I am trying to show the following statement:
Let $C$ be a primitive recursively closed class of functions and let $f:\mathbb N^3 \to \mathbb N$ and $g:\mathbb N^4 \to \mathbb N$ with $f,g \in C$. Show that the following function $h: \mathbb N^3 \to \mathbb N$ is also in $C$:
$$h(x,0,z)=f(x,0,z)$$$$h(x,y,0)=f(x,y,0)$$$$h(x,y+1,z+1)=g(x,y,z,h(x,y,z))$$
I've tried to defined the following function:
$$H(x,y,z)= \langle h(x,y,0),h(x,y+1,z) \rangle$$
If I could show that $H$ is primitive recursive, then, since $h(x,y,z)=r(H(x,y{\dot -}1,z)$, it is clear that $h$ is in $C$ since composition of primitive recursive functions is primitive recursive.

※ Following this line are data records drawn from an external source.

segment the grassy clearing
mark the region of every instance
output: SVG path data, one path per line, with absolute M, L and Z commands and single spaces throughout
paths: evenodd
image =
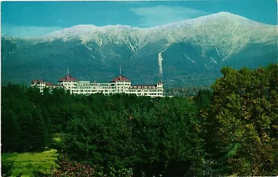
M 32 176 L 33 171 L 45 172 L 51 167 L 56 167 L 55 160 L 57 159 L 56 150 L 40 153 L 5 153 L 1 154 L 3 162 L 14 161 L 12 176 L 22 174 L 22 176 Z

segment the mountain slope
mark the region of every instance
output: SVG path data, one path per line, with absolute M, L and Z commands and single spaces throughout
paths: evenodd
M 149 28 L 77 26 L 36 38 L 2 38 L 2 82 L 55 82 L 66 68 L 76 77 L 106 82 L 120 66 L 135 84 L 207 85 L 224 66 L 277 62 L 277 26 L 228 12 Z M 158 53 L 163 68 L 159 68 Z

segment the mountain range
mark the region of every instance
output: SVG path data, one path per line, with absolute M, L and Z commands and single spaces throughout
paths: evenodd
M 277 26 L 229 12 L 152 28 L 79 25 L 38 37 L 1 37 L 2 84 L 55 83 L 70 74 L 165 87 L 211 84 L 223 66 L 254 68 L 277 63 Z

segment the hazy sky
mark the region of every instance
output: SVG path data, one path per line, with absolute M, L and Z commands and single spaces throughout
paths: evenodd
M 276 0 L 3 1 L 1 34 L 39 36 L 79 24 L 150 27 L 229 12 L 277 24 Z

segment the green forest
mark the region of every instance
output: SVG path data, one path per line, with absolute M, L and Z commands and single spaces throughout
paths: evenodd
M 191 97 L 2 86 L 1 153 L 56 149 L 38 176 L 277 176 L 278 64 L 221 73 Z

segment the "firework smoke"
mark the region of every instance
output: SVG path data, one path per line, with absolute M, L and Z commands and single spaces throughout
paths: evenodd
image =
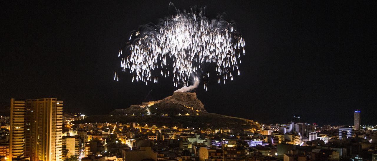
M 196 79 L 194 81 L 194 84 L 188 87 L 185 86 L 184 85 L 183 85 L 183 87 L 177 90 L 176 91 L 174 91 L 174 93 L 187 92 L 192 91 L 193 90 L 194 90 L 194 89 L 198 88 L 198 87 L 199 86 L 199 82 L 200 81 L 199 81 L 199 79 Z
M 213 64 L 216 71 L 213 76 L 218 77 L 219 83 L 233 80 L 233 75 L 241 74 L 238 64 L 241 55 L 245 54 L 245 43 L 233 24 L 222 17 L 210 20 L 202 11 L 177 11 L 158 24 L 132 32 L 128 46 L 118 53 L 122 58 L 123 71 L 130 69 L 133 82 L 156 83 L 159 74 L 156 73 L 159 73 L 160 76 L 172 76 L 175 87 L 183 84 L 182 89 L 191 90 L 198 87 L 199 79 L 195 79 L 194 85 L 186 87 L 190 76 L 208 77 L 205 67 Z M 206 89 L 206 86 L 205 81 Z

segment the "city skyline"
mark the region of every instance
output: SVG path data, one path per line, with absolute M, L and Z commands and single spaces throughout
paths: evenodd
M 67 111 L 93 115 L 171 95 L 178 88 L 170 81 L 146 86 L 125 74 L 112 79 L 120 45 L 138 25 L 169 15 L 164 2 L 3 2 L 0 90 L 6 92 L 0 101 L 59 98 Z M 208 111 L 262 122 L 300 116 L 351 125 L 359 109 L 362 125 L 377 122 L 375 31 L 368 20 L 375 17 L 374 2 L 173 2 L 187 10 L 205 6 L 209 17 L 227 13 L 245 38 L 242 75 L 225 85 L 210 80 L 208 91 L 195 90 Z

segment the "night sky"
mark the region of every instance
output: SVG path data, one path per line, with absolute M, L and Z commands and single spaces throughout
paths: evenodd
M 171 79 L 131 83 L 128 72 L 113 80 L 131 31 L 172 13 L 169 1 L 14 1 L 0 2 L 0 101 L 57 97 L 64 111 L 100 114 L 177 89 Z M 377 124 L 376 2 L 328 1 L 173 1 L 226 13 L 245 38 L 241 76 L 196 90 L 207 111 L 323 125 L 351 125 L 359 109 L 362 124 Z

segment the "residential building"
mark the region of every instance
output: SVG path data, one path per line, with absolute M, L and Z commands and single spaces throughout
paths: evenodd
M 224 151 L 221 149 L 201 147 L 199 150 L 200 161 L 224 161 Z
M 317 140 L 317 132 L 310 132 L 309 134 L 309 141 Z
M 10 158 L 61 161 L 63 101 L 11 99 Z
M 338 131 L 339 140 L 345 139 L 354 136 L 353 129 L 351 128 L 339 128 Z
M 5 161 L 9 160 L 9 143 L 0 144 L 0 156 L 4 156 Z M 5 159 L 6 158 L 6 159 Z
M 62 143 L 62 158 L 63 159 L 70 156 L 78 157 L 80 155 L 80 137 L 67 136 L 63 137 Z
M 122 153 L 124 161 L 139 161 L 144 159 L 157 160 L 157 153 L 151 147 L 141 147 L 132 150 L 123 150 Z
M 360 129 L 360 111 L 358 110 L 354 112 L 354 126 L 355 130 Z

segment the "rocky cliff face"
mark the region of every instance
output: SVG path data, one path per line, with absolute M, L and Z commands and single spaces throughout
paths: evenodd
M 150 106 L 153 114 L 199 115 L 208 113 L 196 93 L 176 92 Z
M 150 113 L 150 115 L 146 114 Z M 110 115 L 112 115 L 109 117 Z M 77 123 L 135 122 L 157 126 L 257 129 L 253 120 L 208 113 L 195 93 L 175 93 L 163 99 L 116 109 L 109 115 L 91 116 Z
M 190 92 L 176 92 L 173 95 L 158 101 L 143 102 L 141 105 L 132 105 L 125 109 L 116 109 L 112 114 L 139 115 L 148 113 L 169 115 L 199 115 L 208 113 L 196 96 Z

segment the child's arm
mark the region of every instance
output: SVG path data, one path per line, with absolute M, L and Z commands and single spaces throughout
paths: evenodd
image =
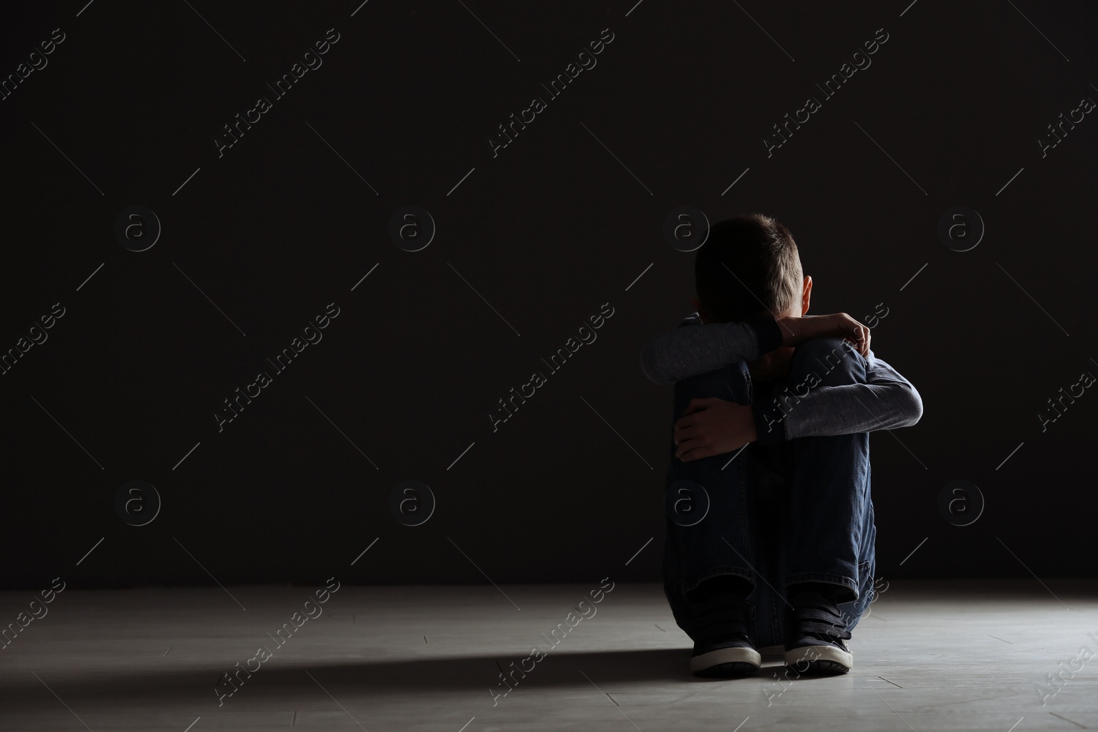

Now, $$H(x,y,0)= \langle h(x,y,0),h(x,y+1,0) \rangle$$$$= \langle f(x,y,0),f(x,y+1,0) \rangle$$
$$H(x,y,z+1)=\langle h(x,y,0),h(x,y+1,z+1) \rangle$$$$=\langle f(x,y,0),g(x,y,z,h(x,y,z) \rangle$$$$=\langle f(x,y,0), g(x,y,z,r(H(x,y{\dot -}1,z) \rangle$$
This last expression is a function $G(x,y,z,H(x,y,z))$, so $H$ is defined by primitive recursion, which in turn means that $H$ is primitive recursive.
I am not so sure if the steps of my proof are correct and I don't know if there is an easier solution to this exercise.
I would really apreciate if someone could take a look at my answer and tell me if he or she notices any mistakes and/or post an alternative solution.
Just in case, $\langle x,y \rangle=2^x(2y+1) {\dot -} 1$, and $r(\langle x,y \rangle)=y$